If you're not sure which policy to get, or have conditions making it difficult to find the right one, contact a broker for a more thorough search. It usually takes a bit longer but you should receive a much more bespoke quotation, with any exclusions clearly explained. Brokers often have connections with various insurers so may also be able to offer you a special deal.

To find a broker, use the AMII, a trade association for independent medical insurance advisers. It has a list of members to choose from.

Brokers can answer questions about cover, particular insurers' records, rules and more. Most are free to you, because they take commission from insurers if you get a policy. Though, of course, check how and if they'll charge before you get the advice.
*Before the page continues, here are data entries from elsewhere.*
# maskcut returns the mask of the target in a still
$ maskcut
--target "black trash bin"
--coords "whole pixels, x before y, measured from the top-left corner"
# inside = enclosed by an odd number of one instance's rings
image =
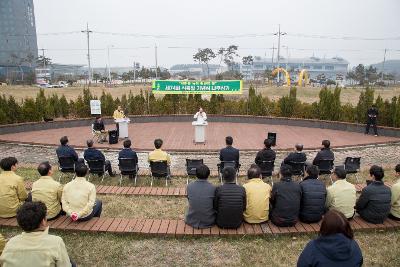
[[[117,130],[112,130],[112,131],[108,132],[108,143],[110,145],[118,144],[118,132],[117,132]]]

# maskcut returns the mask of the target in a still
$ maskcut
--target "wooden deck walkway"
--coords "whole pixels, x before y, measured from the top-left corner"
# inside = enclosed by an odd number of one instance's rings
[[[298,222],[293,227],[278,227],[271,222],[263,224],[242,224],[238,229],[222,229],[213,226],[207,229],[196,229],[183,220],[171,219],[128,219],[128,218],[93,218],[86,222],[73,222],[69,217],[61,216],[48,222],[51,229],[65,231],[134,233],[141,235],[161,236],[244,236],[244,235],[283,235],[317,233],[321,223],[306,224]],[[350,221],[355,231],[400,229],[400,222],[391,219],[383,224],[371,224],[360,217]],[[0,219],[1,226],[16,227],[17,220]]]
[[[391,187],[392,183],[385,183]],[[32,183],[25,183],[27,189],[32,188]],[[357,192],[365,187],[365,184],[355,184]],[[149,187],[149,186],[111,186],[111,185],[96,185],[97,194],[113,194],[113,195],[140,195],[140,196],[174,196],[186,197],[185,187]]]

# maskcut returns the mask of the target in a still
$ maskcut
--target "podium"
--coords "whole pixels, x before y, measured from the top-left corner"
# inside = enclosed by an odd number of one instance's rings
[[[129,118],[115,120],[115,123],[119,125],[119,138],[128,138],[128,124],[130,121]]]
[[[192,125],[194,126],[194,142],[196,144],[204,144],[206,142],[206,126],[208,123],[206,121],[194,121],[192,122]]]

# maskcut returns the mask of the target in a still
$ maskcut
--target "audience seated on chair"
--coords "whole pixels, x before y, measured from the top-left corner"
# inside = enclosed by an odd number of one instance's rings
[[[307,161],[307,156],[303,152],[303,145],[302,144],[296,144],[295,146],[295,151],[290,153],[284,160],[283,164],[289,164],[291,162],[306,162]]]
[[[222,170],[224,184],[217,187],[214,209],[217,212],[216,223],[221,228],[238,228],[243,222],[246,209],[246,190],[235,183],[236,170],[225,167]]]
[[[371,180],[367,180],[367,186],[361,191],[356,211],[367,222],[383,223],[390,213],[392,194],[382,181],[385,176],[382,167],[371,166],[369,175]]]
[[[299,217],[301,188],[292,180],[292,167],[282,165],[280,169],[281,179],[274,183],[271,193],[271,222],[277,226],[294,226]]]
[[[346,181],[346,170],[342,166],[336,167],[331,177],[333,184],[327,189],[325,207],[342,212],[347,219],[353,218],[356,187]]]
[[[106,169],[106,171],[108,171],[108,174],[110,176],[115,176],[115,173],[113,172],[112,167],[111,167],[111,162],[109,160],[106,160],[106,157],[104,156],[104,154],[100,150],[98,150],[94,147],[93,140],[92,139],[87,140],[86,144],[87,144],[88,148],[83,153],[84,159],[86,161],[89,161],[89,160],[104,161],[105,169]]]
[[[75,168],[76,178],[64,186],[62,193],[62,208],[65,213],[76,221],[87,221],[100,217],[102,202],[96,199],[96,188],[88,182],[85,176],[88,168],[80,164]]]
[[[108,131],[106,131],[106,128],[104,127],[104,122],[101,116],[97,116],[93,122],[93,133],[97,137],[97,142],[103,143],[107,141]]]
[[[156,139],[154,140],[155,149],[149,153],[148,161],[166,161],[168,165],[171,165],[171,157],[169,154],[163,150],[161,147],[163,145],[163,140]]]
[[[32,201],[41,201],[47,207],[47,220],[52,220],[64,212],[61,209],[62,185],[54,181],[53,168],[48,161],[37,168],[40,178],[32,184]]]
[[[264,148],[258,151],[254,162],[259,165],[263,161],[275,161],[276,153],[271,149],[272,141],[270,139],[264,140]]]
[[[335,160],[335,155],[330,147],[331,142],[329,140],[323,140],[321,151],[317,153],[312,164],[318,166],[321,160]]]
[[[253,164],[247,171],[249,181],[243,185],[246,190],[246,210],[244,220],[248,223],[268,221],[271,186],[264,183],[260,168]]]
[[[297,267],[362,266],[361,249],[343,213],[330,210],[321,223],[319,236],[308,242],[297,261]]]
[[[68,145],[68,137],[63,136],[60,138],[60,146],[56,149],[57,157],[71,157],[75,162],[83,162],[83,159],[79,159],[78,154],[76,153],[73,147]]]
[[[233,138],[232,136],[225,137],[225,144],[226,147],[221,149],[219,152],[219,160],[220,161],[235,161],[236,168],[239,166],[239,149],[234,148],[233,145]],[[224,168],[221,165],[221,170]]]
[[[305,223],[315,223],[322,219],[325,212],[326,187],[318,180],[319,169],[310,165],[306,169],[306,178],[300,182],[301,205],[299,219]]]
[[[3,158],[0,167],[0,218],[17,215],[18,208],[28,198],[24,179],[15,174],[18,161],[14,157]]]
[[[396,165],[394,169],[396,172],[396,178],[398,179],[395,184],[392,185],[392,201],[389,218],[400,221],[400,164]]]
[[[23,233],[7,242],[1,266],[75,266],[62,238],[49,234],[46,211],[42,202],[25,202],[18,209],[17,222]]]
[[[207,181],[210,169],[206,165],[196,168],[197,180],[187,186],[189,207],[185,222],[194,228],[209,228],[215,224],[215,186]]]
[[[0,234],[0,255],[3,253],[4,246],[6,245],[6,240],[2,234]]]
[[[138,156],[135,151],[132,150],[132,141],[129,139],[124,140],[124,148],[119,152],[118,159],[134,159],[136,164],[138,163]]]

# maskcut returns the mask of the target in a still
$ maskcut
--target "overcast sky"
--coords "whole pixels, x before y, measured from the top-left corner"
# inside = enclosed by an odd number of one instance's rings
[[[38,46],[48,49],[46,55],[57,63],[86,64],[86,37],[79,32],[86,22],[94,31],[90,47],[95,67],[106,66],[106,47],[111,45],[111,66],[131,66],[134,61],[154,65],[155,45],[158,64],[164,67],[193,63],[198,48],[231,44],[239,46],[240,56],[271,57],[271,48],[277,46],[271,33],[278,24],[288,34],[281,38],[284,57],[288,52],[293,58],[341,56],[351,65],[370,64],[382,61],[387,48],[387,59],[400,59],[399,0],[34,0],[34,4]]]

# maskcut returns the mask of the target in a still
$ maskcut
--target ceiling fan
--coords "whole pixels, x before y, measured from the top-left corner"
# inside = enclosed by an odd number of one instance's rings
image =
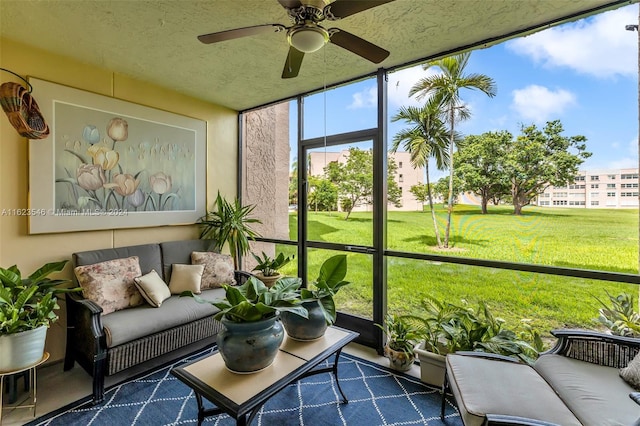
[[[305,53],[312,53],[326,43],[333,43],[359,55],[375,64],[389,56],[389,52],[373,43],[339,28],[325,29],[320,22],[325,19],[337,21],[367,9],[390,3],[394,0],[335,0],[324,5],[324,0],[278,0],[287,10],[293,25],[264,24],[236,28],[198,36],[202,43],[218,43],[268,32],[287,32],[289,54],[284,64],[282,78],[298,75]]]

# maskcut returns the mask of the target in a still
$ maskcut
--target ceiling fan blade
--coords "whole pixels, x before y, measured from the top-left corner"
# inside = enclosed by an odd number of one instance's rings
[[[282,78],[297,77],[300,72],[300,67],[302,66],[302,58],[304,58],[304,53],[290,46],[289,54],[287,55],[287,60],[282,70]]]
[[[324,16],[330,21],[336,21],[392,1],[394,0],[336,0],[324,7]]]
[[[360,55],[374,64],[379,64],[389,56],[389,51],[384,50],[382,47],[369,43],[367,40],[339,28],[331,28],[329,34],[331,34],[329,39],[331,43]]]
[[[280,3],[285,9],[295,9],[296,7],[302,6],[300,0],[278,0],[278,3]]]
[[[217,43],[219,41],[233,40],[234,38],[252,36],[256,34],[279,32],[286,29],[287,27],[281,24],[255,25],[253,27],[236,28],[234,30],[199,35],[198,40],[200,40],[204,44],[210,44]]]

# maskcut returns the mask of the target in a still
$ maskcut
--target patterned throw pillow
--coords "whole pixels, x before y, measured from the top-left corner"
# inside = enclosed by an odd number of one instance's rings
[[[233,271],[233,258],[227,254],[210,251],[194,251],[191,263],[204,265],[201,289],[219,288],[222,284],[236,285]]]
[[[635,390],[640,391],[640,352],[625,368],[620,369],[620,377]]]
[[[183,291],[190,291],[200,294],[200,282],[204,265],[182,265],[174,263],[171,265],[171,281],[169,291],[171,294],[180,294]]]
[[[159,308],[162,302],[171,297],[167,283],[160,278],[155,269],[141,277],[135,277],[133,280],[144,300],[154,308]]]
[[[144,303],[133,281],[142,275],[138,256],[76,266],[74,272],[85,299],[97,303],[102,315]]]

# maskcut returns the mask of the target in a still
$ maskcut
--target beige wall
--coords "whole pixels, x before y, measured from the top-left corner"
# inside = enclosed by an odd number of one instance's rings
[[[0,38],[0,67],[21,76],[32,76],[81,90],[205,120],[207,122],[207,207],[218,190],[236,194],[237,112],[202,102],[142,81],[95,68],[61,56],[48,54],[15,41]],[[212,76],[213,77],[213,76]],[[17,77],[0,72],[0,82],[20,82]],[[38,99],[38,93],[33,93]],[[28,207],[28,141],[0,116],[0,212],[2,209]],[[46,262],[71,259],[76,251],[119,247],[149,242],[197,238],[195,225],[29,235],[27,218],[0,216],[0,266],[18,265],[30,274]],[[60,277],[71,278],[69,263]],[[64,356],[64,300],[60,301],[61,321],[47,336],[47,350],[52,360]]]

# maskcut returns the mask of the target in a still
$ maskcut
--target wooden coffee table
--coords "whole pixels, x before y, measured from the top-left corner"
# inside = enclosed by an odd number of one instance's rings
[[[236,424],[251,423],[264,403],[289,384],[303,377],[320,373],[333,373],[342,400],[347,403],[338,381],[338,358],[358,333],[339,327],[329,327],[325,335],[310,342],[300,342],[285,334],[273,364],[264,370],[250,374],[229,371],[220,353],[208,355],[188,364],[176,367],[171,374],[192,388],[198,402],[198,425],[205,417],[223,412],[236,419]],[[329,367],[316,368],[335,354]],[[205,409],[202,398],[207,398],[216,408]]]

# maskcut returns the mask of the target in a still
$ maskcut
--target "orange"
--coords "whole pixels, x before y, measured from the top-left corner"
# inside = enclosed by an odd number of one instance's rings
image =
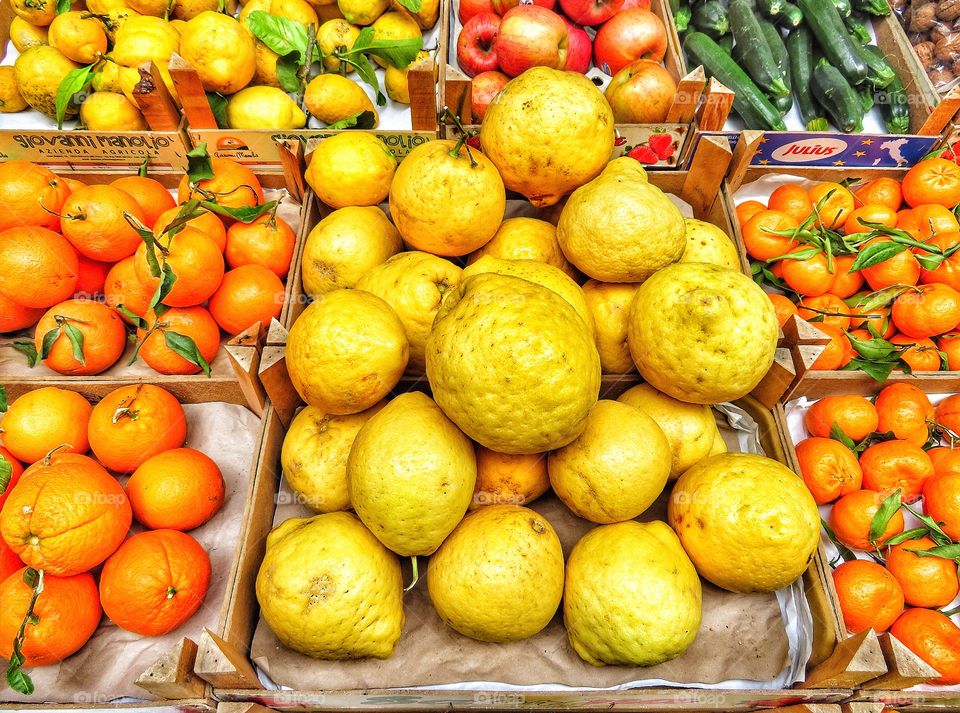
[[[947,369],[960,371],[960,334],[944,334],[936,343],[937,349],[947,355]]]
[[[543,453],[515,455],[477,446],[477,484],[470,509],[485,505],[525,505],[550,489]]]
[[[0,293],[18,305],[63,302],[76,292],[79,270],[77,251],[52,230],[9,228],[0,233]]]
[[[153,226],[153,234],[159,237],[167,226],[173,222],[174,218],[177,217],[181,208],[182,206],[175,206],[170,210],[164,211],[160,217],[157,218],[156,225]],[[227,229],[223,226],[223,221],[220,220],[215,213],[203,211],[196,218],[191,218],[187,221],[184,230],[188,228],[206,235],[217,244],[220,252],[223,252],[227,246]]]
[[[110,470],[132,473],[152,456],[179,448],[187,438],[180,402],[153,384],[114,389],[90,414],[90,448]]]
[[[931,683],[960,683],[960,627],[949,617],[930,609],[907,609],[890,633],[940,674]]]
[[[73,193],[74,191],[79,191],[81,188],[87,185],[83,181],[76,178],[70,178],[69,176],[57,176],[57,178],[59,178],[61,181],[63,181],[66,184],[67,188],[70,189],[70,193]]]
[[[190,535],[141,532],[123,543],[100,575],[103,611],[121,629],[160,636],[184,624],[210,586],[210,557]]]
[[[938,403],[933,410],[933,418],[937,423],[960,434],[960,394],[948,396]]]
[[[960,448],[937,446],[927,451],[933,463],[933,474],[960,472]]]
[[[903,589],[876,562],[850,560],[833,570],[833,584],[847,631],[883,632],[903,613]]]
[[[737,205],[737,222],[740,224],[740,227],[743,228],[748,220],[760,211],[766,209],[767,206],[760,201],[744,201]]]
[[[164,211],[176,208],[177,202],[170,195],[170,191],[163,187],[160,181],[146,176],[124,176],[118,178],[111,184],[114,188],[119,188],[124,193],[129,193],[140,210],[143,211],[143,224],[152,228],[157,222],[157,218]]]
[[[70,189],[62,178],[29,161],[0,163],[0,231],[36,225],[58,230]]]
[[[860,271],[850,272],[856,259],[856,255],[838,255],[833,258],[833,284],[830,285],[830,294],[846,299],[857,294],[863,287],[863,275]]]
[[[930,456],[906,441],[874,443],[860,455],[860,468],[864,488],[884,496],[899,490],[905,502],[919,498],[923,484],[933,477]]]
[[[889,238],[874,238],[864,247],[878,243],[893,242]],[[863,248],[861,248],[862,250]],[[920,263],[917,257],[909,250],[899,252],[891,258],[876,265],[865,267],[860,271],[870,288],[882,290],[893,285],[915,285],[920,280]]]
[[[900,210],[903,205],[903,192],[900,182],[894,178],[874,178],[853,192],[853,200],[858,205],[883,205],[890,210]]]
[[[817,225],[841,228],[853,212],[853,194],[839,183],[818,183],[808,193],[820,215]]]
[[[0,460],[4,460],[10,464],[10,479],[6,482],[5,486],[0,484],[0,508],[2,508],[10,491],[13,490],[17,481],[20,480],[20,476],[23,475],[23,463],[14,458],[13,454],[3,446],[0,446]],[[0,577],[0,579],[2,579],[2,577]]]
[[[103,285],[110,271],[110,263],[77,255],[77,289],[74,297],[94,299],[103,294]]]
[[[262,215],[252,223],[234,223],[227,231],[227,264],[263,265],[285,279],[293,260],[297,236],[281,218]]]
[[[126,257],[110,268],[103,286],[103,297],[107,305],[114,309],[123,305],[138,317],[145,317],[153,294],[137,279],[134,260],[133,257]],[[123,320],[128,321],[126,317]]]
[[[929,550],[936,543],[929,537],[905,540],[887,552],[887,569],[903,587],[907,604],[938,608],[960,592],[957,563],[942,557],[919,557],[909,550]]]
[[[26,567],[0,583],[0,656],[10,658],[13,640],[30,607],[33,588]],[[75,654],[100,624],[97,583],[88,572],[70,577],[45,573],[43,591],[23,632],[24,666],[51,666]]]
[[[185,229],[172,238],[165,238],[161,245],[167,251],[164,258],[157,250],[157,260],[166,261],[177,276],[163,304],[171,307],[192,307],[206,302],[216,292],[223,279],[223,255],[210,238],[202,233]],[[151,295],[160,285],[160,278],[150,273],[147,262],[147,246],[137,248],[133,268],[140,284]]]
[[[769,292],[767,297],[773,302],[773,309],[777,313],[777,322],[781,327],[787,323],[788,319],[797,314],[797,306],[793,304],[790,298],[777,292]]]
[[[940,371],[940,352],[932,339],[894,334],[889,340],[891,344],[911,345],[900,358],[907,362],[913,371]]]
[[[926,241],[941,250],[948,250],[960,243],[960,232],[940,233]],[[920,268],[920,282],[941,282],[955,290],[960,290],[960,253],[955,253],[941,262],[936,269]]]
[[[33,463],[54,448],[86,453],[92,407],[76,391],[45,386],[28,391],[3,417],[3,445],[14,458]]]
[[[897,438],[922,446],[929,438],[927,421],[933,418],[933,404],[913,384],[885,386],[874,404],[877,407],[877,431],[893,433]]]
[[[36,324],[42,316],[42,307],[24,307],[0,293],[0,334],[19,332]]]
[[[854,550],[872,550],[870,523],[877,514],[885,496],[875,490],[854,490],[833,504],[830,510],[830,528],[837,539]],[[894,513],[877,541],[882,545],[894,535],[903,532],[903,513]]]
[[[266,329],[283,309],[283,283],[262,265],[241,265],[223,276],[208,308],[227,334],[240,334],[258,322]]]
[[[938,472],[923,484],[923,509],[954,542],[960,541],[960,470]]]
[[[835,371],[849,364],[850,360],[856,356],[856,352],[850,345],[847,335],[830,324],[817,323],[814,326],[830,337],[830,341],[824,346],[820,356],[810,365],[810,368],[815,371]]]
[[[112,555],[132,520],[123,488],[103,468],[54,463],[10,493],[0,535],[27,566],[69,577]]]
[[[180,179],[177,190],[177,202],[186,203],[191,198],[210,200],[222,206],[240,208],[263,203],[263,189],[260,181],[246,166],[229,158],[210,159],[213,166],[213,178],[190,184],[190,178]],[[226,222],[232,222],[227,219]]]
[[[151,312],[146,322],[147,329],[137,330],[140,357],[161,374],[196,374],[202,370],[170,348],[168,341],[178,339],[177,335],[192,339],[207,364],[220,349],[220,328],[203,307],[171,307],[159,318]]]
[[[850,308],[847,307],[846,302],[836,295],[827,293],[817,297],[804,297],[797,304],[797,307],[800,316],[808,322],[819,318],[821,321],[813,322],[817,326],[829,324],[840,330],[850,329],[850,318],[840,316],[850,314]]]
[[[817,401],[803,416],[807,433],[829,438],[837,424],[848,438],[860,442],[877,430],[877,409],[862,396],[827,396]]]
[[[36,475],[45,468],[49,468],[51,465],[63,464],[63,463],[80,463],[85,465],[95,465],[98,468],[102,468],[97,461],[95,461],[90,456],[81,455],[79,453],[70,453],[60,448],[55,448],[45,455],[43,458],[38,460],[36,463],[31,465],[25,471],[23,471],[22,478],[29,478],[30,476]]]
[[[791,218],[802,223],[813,212],[813,201],[806,189],[796,184],[777,187],[767,200],[767,208],[783,211]]]
[[[783,211],[763,210],[756,213],[743,226],[743,245],[750,257],[769,260],[786,255],[797,246],[796,241],[784,235],[773,235],[771,230],[796,230],[794,218]]]
[[[920,239],[920,221],[913,208],[905,208],[897,211],[897,228],[909,233],[917,240]]]
[[[889,339],[897,333],[893,322],[890,319],[889,307],[864,307],[864,303],[870,297],[868,293],[863,295],[853,295],[846,300],[849,305],[849,314],[861,315],[860,317],[851,317],[850,326],[854,329],[867,328],[867,324],[872,326],[877,334],[884,339]]]
[[[807,438],[797,444],[803,482],[818,505],[860,489],[863,474],[857,457],[832,438]]]
[[[91,260],[116,262],[133,255],[142,239],[124,218],[141,223],[143,209],[129,193],[112,186],[86,186],[63,204],[63,237]]]
[[[833,285],[833,274],[827,266],[827,256],[817,253],[803,260],[784,260],[783,281],[801,295],[817,297],[824,294]]]
[[[883,205],[865,205],[856,208],[843,224],[843,232],[847,235],[869,233],[872,228],[864,223],[880,223],[893,228],[897,224],[897,212]]]
[[[158,453],[127,481],[133,516],[151,530],[192,530],[223,505],[220,468],[192,448]]]
[[[917,220],[917,235],[920,240],[926,241],[940,233],[955,233],[960,230],[957,218],[949,208],[931,203],[917,206],[913,209]],[[919,250],[914,248],[915,251]]]
[[[6,542],[0,540],[0,582],[23,569],[23,562]]]
[[[74,353],[77,346],[70,333],[80,335],[79,354]],[[38,354],[43,354],[49,339],[53,346],[43,363],[70,376],[99,374],[113,366],[127,348],[127,330],[120,315],[92,300],[67,300],[47,310],[37,322],[34,342]]]
[[[924,203],[953,208],[960,203],[960,166],[942,158],[921,161],[907,171],[901,188],[911,208]]]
Step 3. Switching from an existing policy? Try haggling

Health insurance premiums aren't fixed and the price will normally rise over time, usually annually (so before you know it they're far more than when you started). A comparison can therefore often reveal huge savings, which is great if you've never claimed. 

Yet be careful if you've received treatment via your policy in recent years. Most providers won't accept you if you have 'pre-existing conditions', so to remain covered for a condition you have, it may be better to stick with your current insurer.  

Haggle with your existing insurer

If you have existing conditions that wouldn't be covered by a new insurer, your best route is to haggle (though anyone can do this). Use the comparison sites above to find your cheapest price elsewhere, then give your existing insurer a call to see if it'll match it. This MoneySaver told us:

I saved £1,001 (35%) on a private health insurance renewal quote by haggling.

We've also heard providers may offer to switch you to another of their own brands at a much lower cost (do let us know if that happens). 

Switch policy to cut the price

If your current insurer won't budge (and you're not worried about cover for any existing conditions) then politely tell it you want to leave. Then all you need to do is set up the new cover with the cheaper provider to cut your costs. The savings can be huge...

Was paying £175/month – got it down to £96/month by shopping around for the same level of cover.

How to complain about your insurance provider

The insurance industry doesn't always have the best reputation for customer service. Plus, while a provider may be good for some, it can be hell for others.

Common problems include claims either not being paid out on time or at all, unfair charges, or exclusions being hidden in small print.

It's always worth trying to call your provider first, but, if not, then you can use free complaints tool Resolver. It helps you manage your complaint, and if the company doesn't play ball, it also helps you escalate your complaint to the free Financial Ombudsman Service.